Sequestration of carbon dioxide (CO2) in geological formations is one proposed method for isolating anthropogenic CO2 from the atmosphere. Determining the viability, risks, and optimal locations of sequestering CO2 in the subsurface requires detailed knowledge of the complex interactions among CO2, rock matrix, and pore fluids under appropriate in situ pressure and temperature conditions. Many physical and chemical processes are known to occur both during and after geologic CO2 injection, including diagenetic chemical reactions and associated permeability changes. Although it is commonly assumed that CO2 sequestered in this way will ultimately become mineralized, the rates of these changes, including CO2 hydration in brines, are known to be relatively slow. Together with hydrated CO2, cations from produced brines may form solid-state carbonate minerals, ostensibly providing permanent sequestration.

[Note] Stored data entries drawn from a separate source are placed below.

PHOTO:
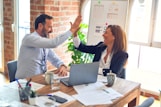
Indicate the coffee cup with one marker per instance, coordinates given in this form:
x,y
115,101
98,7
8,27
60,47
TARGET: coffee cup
x,y
111,78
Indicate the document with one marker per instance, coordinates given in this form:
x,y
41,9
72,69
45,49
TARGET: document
x,y
44,101
14,85
95,93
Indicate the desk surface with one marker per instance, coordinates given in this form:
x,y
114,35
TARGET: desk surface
x,y
129,89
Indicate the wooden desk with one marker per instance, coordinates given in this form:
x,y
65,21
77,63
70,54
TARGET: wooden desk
x,y
130,91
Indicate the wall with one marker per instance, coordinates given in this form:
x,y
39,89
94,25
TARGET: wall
x,y
63,12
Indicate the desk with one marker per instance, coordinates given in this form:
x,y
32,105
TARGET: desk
x,y
130,91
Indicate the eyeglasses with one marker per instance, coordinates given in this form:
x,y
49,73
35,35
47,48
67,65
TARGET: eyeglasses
x,y
43,61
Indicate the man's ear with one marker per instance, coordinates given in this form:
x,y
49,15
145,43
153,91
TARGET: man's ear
x,y
40,26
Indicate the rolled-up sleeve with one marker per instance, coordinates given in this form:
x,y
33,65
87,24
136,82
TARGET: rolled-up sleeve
x,y
35,40
54,59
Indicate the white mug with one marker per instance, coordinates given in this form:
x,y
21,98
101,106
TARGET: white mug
x,y
49,77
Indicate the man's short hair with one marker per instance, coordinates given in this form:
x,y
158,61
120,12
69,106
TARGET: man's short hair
x,y
41,19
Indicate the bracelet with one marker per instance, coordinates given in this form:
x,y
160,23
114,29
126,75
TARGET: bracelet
x,y
64,65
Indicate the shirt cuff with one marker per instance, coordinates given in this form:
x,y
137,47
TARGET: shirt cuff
x,y
76,41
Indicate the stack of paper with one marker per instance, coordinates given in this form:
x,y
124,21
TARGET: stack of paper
x,y
43,101
96,93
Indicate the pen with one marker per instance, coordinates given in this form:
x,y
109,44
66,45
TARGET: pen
x,y
27,84
19,84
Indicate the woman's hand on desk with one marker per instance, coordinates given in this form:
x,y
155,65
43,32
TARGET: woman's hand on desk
x,y
62,70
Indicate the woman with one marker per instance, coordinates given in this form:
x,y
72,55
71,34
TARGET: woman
x,y
111,53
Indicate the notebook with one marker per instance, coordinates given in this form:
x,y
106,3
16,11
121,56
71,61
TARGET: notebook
x,y
82,74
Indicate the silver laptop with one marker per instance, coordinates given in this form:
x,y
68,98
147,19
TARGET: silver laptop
x,y
82,74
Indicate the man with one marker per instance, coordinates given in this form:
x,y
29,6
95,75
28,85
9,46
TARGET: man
x,y
36,48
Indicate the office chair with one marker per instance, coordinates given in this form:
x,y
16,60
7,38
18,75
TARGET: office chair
x,y
12,68
147,103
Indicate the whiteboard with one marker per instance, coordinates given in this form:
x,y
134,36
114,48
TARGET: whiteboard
x,y
104,13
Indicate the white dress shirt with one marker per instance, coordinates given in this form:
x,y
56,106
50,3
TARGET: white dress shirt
x,y
31,56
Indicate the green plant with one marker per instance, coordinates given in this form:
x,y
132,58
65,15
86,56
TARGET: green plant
x,y
77,56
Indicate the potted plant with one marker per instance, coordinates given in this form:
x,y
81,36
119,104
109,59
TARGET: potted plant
x,y
32,97
77,56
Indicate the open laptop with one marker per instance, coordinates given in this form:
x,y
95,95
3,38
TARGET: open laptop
x,y
82,74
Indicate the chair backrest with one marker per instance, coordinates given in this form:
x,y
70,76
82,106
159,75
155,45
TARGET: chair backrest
x,y
147,103
12,68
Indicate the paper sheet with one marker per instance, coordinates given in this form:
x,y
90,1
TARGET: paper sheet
x,y
96,93
43,100
14,85
56,76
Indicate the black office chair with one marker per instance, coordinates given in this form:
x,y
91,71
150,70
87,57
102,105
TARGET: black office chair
x,y
12,68
147,103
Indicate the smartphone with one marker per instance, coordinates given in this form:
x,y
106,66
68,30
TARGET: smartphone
x,y
58,99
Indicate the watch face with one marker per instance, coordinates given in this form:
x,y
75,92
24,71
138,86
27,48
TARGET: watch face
x,y
141,1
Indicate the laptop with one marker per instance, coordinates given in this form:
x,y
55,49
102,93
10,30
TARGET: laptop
x,y
82,74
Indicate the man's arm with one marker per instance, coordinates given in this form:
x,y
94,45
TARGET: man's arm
x,y
57,62
34,40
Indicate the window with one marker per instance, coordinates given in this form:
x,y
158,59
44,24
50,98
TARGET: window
x,y
22,21
1,35
157,35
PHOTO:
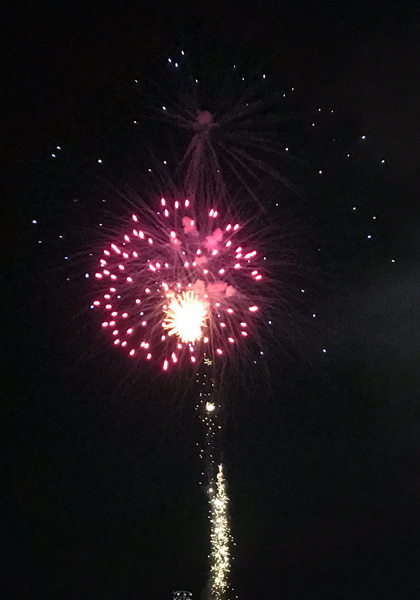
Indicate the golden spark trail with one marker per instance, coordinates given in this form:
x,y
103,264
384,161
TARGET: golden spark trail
x,y
220,539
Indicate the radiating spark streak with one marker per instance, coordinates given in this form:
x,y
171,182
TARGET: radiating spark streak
x,y
185,317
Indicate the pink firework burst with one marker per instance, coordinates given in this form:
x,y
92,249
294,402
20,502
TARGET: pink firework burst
x,y
179,286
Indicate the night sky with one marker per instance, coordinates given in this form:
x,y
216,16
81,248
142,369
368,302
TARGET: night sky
x,y
100,468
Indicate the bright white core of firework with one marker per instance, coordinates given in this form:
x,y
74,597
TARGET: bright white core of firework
x,y
185,317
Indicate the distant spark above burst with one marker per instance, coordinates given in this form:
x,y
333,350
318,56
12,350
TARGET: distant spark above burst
x,y
183,284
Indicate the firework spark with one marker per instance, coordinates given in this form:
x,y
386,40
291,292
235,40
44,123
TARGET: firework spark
x,y
182,284
220,539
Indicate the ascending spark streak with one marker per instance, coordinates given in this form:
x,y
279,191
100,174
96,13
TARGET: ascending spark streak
x,y
220,538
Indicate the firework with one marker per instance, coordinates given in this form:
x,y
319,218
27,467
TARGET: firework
x,y
220,538
179,285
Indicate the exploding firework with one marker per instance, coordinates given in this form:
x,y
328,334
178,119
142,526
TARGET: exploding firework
x,y
180,285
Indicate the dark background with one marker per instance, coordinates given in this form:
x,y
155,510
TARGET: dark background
x,y
100,468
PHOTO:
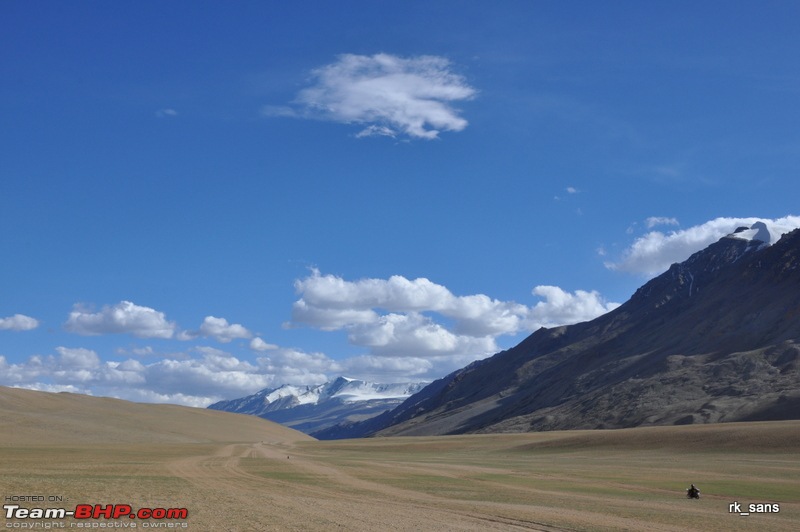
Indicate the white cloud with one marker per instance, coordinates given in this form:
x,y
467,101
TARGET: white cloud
x,y
223,331
196,378
563,308
18,322
654,252
124,317
258,344
660,220
388,94
399,317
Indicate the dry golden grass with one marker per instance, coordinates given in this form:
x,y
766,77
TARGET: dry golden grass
x,y
232,472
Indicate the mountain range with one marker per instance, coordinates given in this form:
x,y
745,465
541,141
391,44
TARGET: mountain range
x,y
715,338
313,408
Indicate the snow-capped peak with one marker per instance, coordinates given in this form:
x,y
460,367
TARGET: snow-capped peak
x,y
757,232
343,389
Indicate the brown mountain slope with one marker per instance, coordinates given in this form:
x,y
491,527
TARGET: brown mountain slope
x,y
31,417
715,338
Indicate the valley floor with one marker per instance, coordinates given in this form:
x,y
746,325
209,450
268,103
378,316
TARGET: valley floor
x,y
603,480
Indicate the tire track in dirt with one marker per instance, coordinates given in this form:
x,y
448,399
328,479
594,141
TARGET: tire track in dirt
x,y
341,500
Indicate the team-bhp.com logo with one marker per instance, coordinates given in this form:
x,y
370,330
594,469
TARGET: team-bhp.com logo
x,y
95,511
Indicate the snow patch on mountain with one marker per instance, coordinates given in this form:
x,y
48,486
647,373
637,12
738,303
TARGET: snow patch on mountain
x,y
758,232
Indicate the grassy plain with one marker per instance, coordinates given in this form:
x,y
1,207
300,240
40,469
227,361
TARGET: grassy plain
x,y
281,480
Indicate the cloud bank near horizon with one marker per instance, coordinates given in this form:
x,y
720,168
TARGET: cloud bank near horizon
x,y
654,252
406,329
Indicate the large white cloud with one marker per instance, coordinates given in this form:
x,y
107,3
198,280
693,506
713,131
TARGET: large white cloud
x,y
396,316
18,322
124,317
389,95
196,378
655,251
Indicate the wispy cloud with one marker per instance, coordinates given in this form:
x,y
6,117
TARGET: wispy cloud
x,y
655,251
387,94
123,318
396,316
18,322
218,328
654,221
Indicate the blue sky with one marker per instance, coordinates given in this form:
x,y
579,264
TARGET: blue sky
x,y
202,199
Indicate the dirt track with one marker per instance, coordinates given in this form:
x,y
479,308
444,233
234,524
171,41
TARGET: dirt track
x,y
236,489
231,472
243,500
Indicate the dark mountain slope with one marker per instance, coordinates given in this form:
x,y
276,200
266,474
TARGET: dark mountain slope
x,y
715,338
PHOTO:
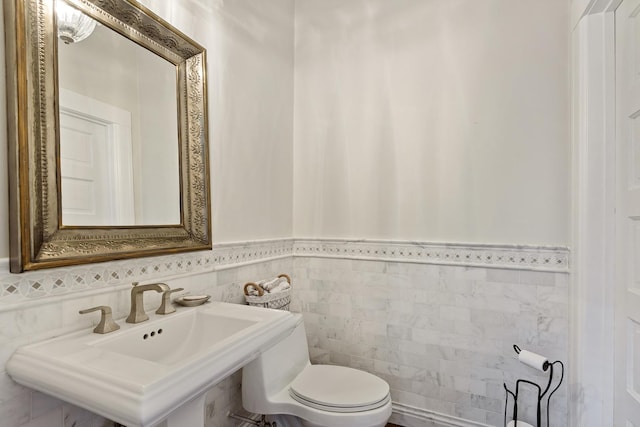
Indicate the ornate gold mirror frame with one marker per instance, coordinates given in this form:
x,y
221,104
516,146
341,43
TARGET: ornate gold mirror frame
x,y
37,237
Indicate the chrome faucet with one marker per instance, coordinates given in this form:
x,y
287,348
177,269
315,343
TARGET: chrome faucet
x,y
137,314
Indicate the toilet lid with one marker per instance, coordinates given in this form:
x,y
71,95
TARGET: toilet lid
x,y
339,389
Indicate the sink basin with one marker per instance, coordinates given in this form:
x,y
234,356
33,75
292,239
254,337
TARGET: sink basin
x,y
142,373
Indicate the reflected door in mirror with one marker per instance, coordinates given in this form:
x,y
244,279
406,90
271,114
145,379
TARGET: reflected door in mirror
x,y
118,104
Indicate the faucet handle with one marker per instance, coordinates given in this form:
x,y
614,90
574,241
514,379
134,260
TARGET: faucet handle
x,y
166,307
106,324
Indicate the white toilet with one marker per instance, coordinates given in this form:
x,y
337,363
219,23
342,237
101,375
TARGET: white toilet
x,y
282,381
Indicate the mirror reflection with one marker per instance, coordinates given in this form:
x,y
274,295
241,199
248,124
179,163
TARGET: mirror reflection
x,y
119,151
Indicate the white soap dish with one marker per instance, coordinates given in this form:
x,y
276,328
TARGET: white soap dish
x,y
192,300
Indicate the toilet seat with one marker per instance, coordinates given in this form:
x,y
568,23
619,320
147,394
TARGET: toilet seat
x,y
339,389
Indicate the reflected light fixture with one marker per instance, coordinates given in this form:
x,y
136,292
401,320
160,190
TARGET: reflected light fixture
x,y
73,25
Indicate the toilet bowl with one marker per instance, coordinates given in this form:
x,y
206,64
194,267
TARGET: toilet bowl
x,y
282,382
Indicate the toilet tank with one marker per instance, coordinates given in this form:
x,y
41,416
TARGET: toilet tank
x,y
274,370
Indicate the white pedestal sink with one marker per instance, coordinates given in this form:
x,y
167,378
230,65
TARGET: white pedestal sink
x,y
155,372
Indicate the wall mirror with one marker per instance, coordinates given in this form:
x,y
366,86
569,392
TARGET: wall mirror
x,y
108,151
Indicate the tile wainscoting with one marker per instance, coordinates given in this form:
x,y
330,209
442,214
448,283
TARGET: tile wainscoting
x,y
435,320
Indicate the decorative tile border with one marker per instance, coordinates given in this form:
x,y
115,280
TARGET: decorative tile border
x,y
17,288
28,286
542,258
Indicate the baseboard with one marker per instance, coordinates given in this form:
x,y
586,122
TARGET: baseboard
x,y
410,416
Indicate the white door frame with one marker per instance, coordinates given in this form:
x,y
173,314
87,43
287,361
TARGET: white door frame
x,y
591,347
118,122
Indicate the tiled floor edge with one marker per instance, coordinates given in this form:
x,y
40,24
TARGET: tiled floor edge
x,y
406,415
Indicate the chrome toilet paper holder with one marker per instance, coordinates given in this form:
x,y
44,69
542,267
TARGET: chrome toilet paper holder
x,y
542,364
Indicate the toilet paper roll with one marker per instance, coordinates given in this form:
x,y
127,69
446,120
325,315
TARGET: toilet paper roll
x,y
534,360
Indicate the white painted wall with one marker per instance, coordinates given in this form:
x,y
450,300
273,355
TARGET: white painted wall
x,y
432,120
250,73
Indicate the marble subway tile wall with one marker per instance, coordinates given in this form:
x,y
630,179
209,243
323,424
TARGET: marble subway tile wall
x,y
40,305
441,335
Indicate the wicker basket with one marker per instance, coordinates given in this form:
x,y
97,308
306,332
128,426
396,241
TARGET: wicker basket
x,y
278,300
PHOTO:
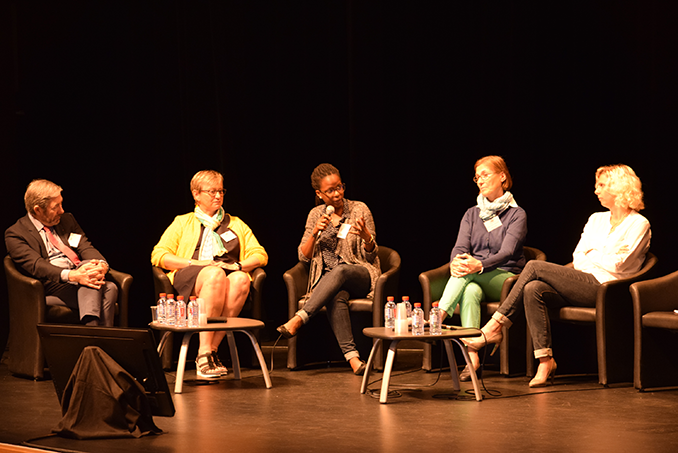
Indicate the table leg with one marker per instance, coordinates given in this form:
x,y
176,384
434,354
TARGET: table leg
x,y
454,372
235,360
181,365
386,378
368,367
474,378
260,356
163,341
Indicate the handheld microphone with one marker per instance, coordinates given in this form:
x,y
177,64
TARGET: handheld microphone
x,y
329,210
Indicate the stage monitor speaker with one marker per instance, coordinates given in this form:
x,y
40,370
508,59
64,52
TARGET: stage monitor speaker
x,y
134,350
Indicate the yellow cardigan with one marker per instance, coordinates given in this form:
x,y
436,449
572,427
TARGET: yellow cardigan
x,y
182,236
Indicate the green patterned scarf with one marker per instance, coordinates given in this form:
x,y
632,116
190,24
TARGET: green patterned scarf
x,y
211,241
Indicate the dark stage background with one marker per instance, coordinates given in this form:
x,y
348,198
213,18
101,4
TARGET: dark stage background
x,y
121,102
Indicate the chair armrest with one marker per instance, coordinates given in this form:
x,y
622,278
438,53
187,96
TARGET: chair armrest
x,y
296,281
124,282
257,289
658,294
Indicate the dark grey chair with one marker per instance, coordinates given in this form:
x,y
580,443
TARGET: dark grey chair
x,y
252,308
655,331
28,306
612,319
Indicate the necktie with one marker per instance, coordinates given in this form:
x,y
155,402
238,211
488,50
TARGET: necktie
x,y
62,247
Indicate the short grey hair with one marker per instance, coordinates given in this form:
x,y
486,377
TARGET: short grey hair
x,y
39,193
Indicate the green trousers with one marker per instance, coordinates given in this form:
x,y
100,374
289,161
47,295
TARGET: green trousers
x,y
469,291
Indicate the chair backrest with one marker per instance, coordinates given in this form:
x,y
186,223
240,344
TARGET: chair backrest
x,y
389,259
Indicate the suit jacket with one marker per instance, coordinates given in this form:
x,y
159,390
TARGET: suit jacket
x,y
27,249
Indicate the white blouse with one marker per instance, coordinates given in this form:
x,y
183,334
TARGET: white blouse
x,y
601,252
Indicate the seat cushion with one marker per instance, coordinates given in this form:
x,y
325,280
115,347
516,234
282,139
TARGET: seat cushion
x,y
661,320
353,305
577,314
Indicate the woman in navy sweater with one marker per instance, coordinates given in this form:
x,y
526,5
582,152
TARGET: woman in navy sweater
x,y
489,247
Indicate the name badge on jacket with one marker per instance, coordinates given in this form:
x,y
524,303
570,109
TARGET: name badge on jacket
x,y
492,224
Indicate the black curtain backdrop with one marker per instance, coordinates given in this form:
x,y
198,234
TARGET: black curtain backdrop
x,y
121,102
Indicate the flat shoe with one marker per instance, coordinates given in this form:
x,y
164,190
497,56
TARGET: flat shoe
x,y
361,369
285,333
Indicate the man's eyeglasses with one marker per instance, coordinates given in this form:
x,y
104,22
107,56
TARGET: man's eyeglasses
x,y
213,192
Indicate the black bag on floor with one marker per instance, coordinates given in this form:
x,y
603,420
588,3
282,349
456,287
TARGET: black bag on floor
x,y
102,400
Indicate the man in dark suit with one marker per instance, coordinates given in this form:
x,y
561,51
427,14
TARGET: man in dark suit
x,y
49,245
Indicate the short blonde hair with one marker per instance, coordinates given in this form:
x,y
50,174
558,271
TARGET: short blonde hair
x,y
204,178
499,166
624,185
39,193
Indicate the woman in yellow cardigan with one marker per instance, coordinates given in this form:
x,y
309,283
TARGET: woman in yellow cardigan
x,y
210,254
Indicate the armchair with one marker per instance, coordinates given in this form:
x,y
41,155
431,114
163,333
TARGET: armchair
x,y
28,306
252,308
655,328
309,345
612,318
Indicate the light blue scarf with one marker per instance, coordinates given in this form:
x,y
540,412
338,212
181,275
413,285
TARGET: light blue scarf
x,y
490,209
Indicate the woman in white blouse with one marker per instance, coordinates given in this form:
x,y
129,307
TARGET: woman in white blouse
x,y
613,245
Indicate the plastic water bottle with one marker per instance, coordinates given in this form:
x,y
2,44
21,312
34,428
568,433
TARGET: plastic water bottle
x,y
434,320
162,304
171,311
417,320
406,301
181,312
193,312
389,313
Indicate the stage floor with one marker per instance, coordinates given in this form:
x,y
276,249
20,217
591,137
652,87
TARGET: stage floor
x,y
321,409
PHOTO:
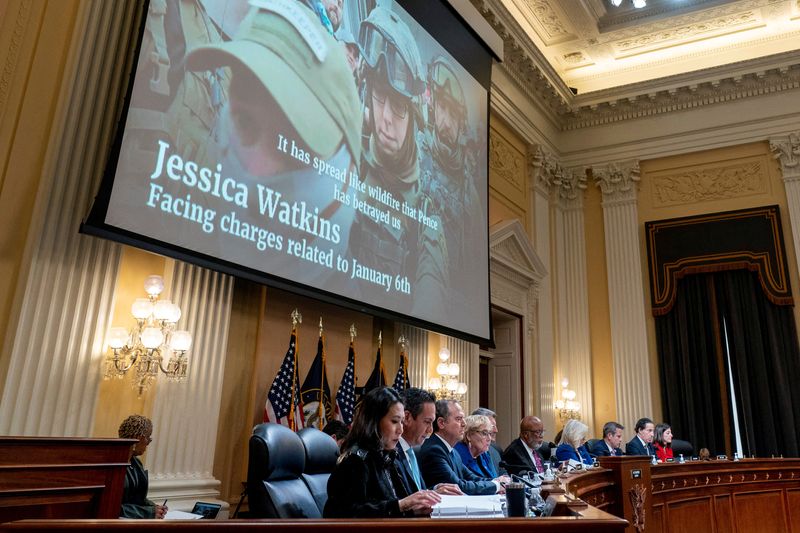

We used results of earlier laboratory CO2-brine flow experiments performed in rock core to calibrate a reactive transport simulator. We are using the calibrated model to estimate in situ effects of a range of possible sequestration options in depleted oil/gas reservoirs. The code applied in this study is a combination of the well known TOUGH2 simulator, for coupled groundwater/brine and heat flow, with the chemistry code TRANS for chemically reactive transport.

Variability in response among rock types suggests that CO2 injection will induce ranges of transient and spatially dependent changes in intrinsic rock permeability and porosity. Determining the effect of matrix changes on CO2 mobility is crucial in evaluating the efficacy and potential environmental implications of storing CO2 in the subsurface.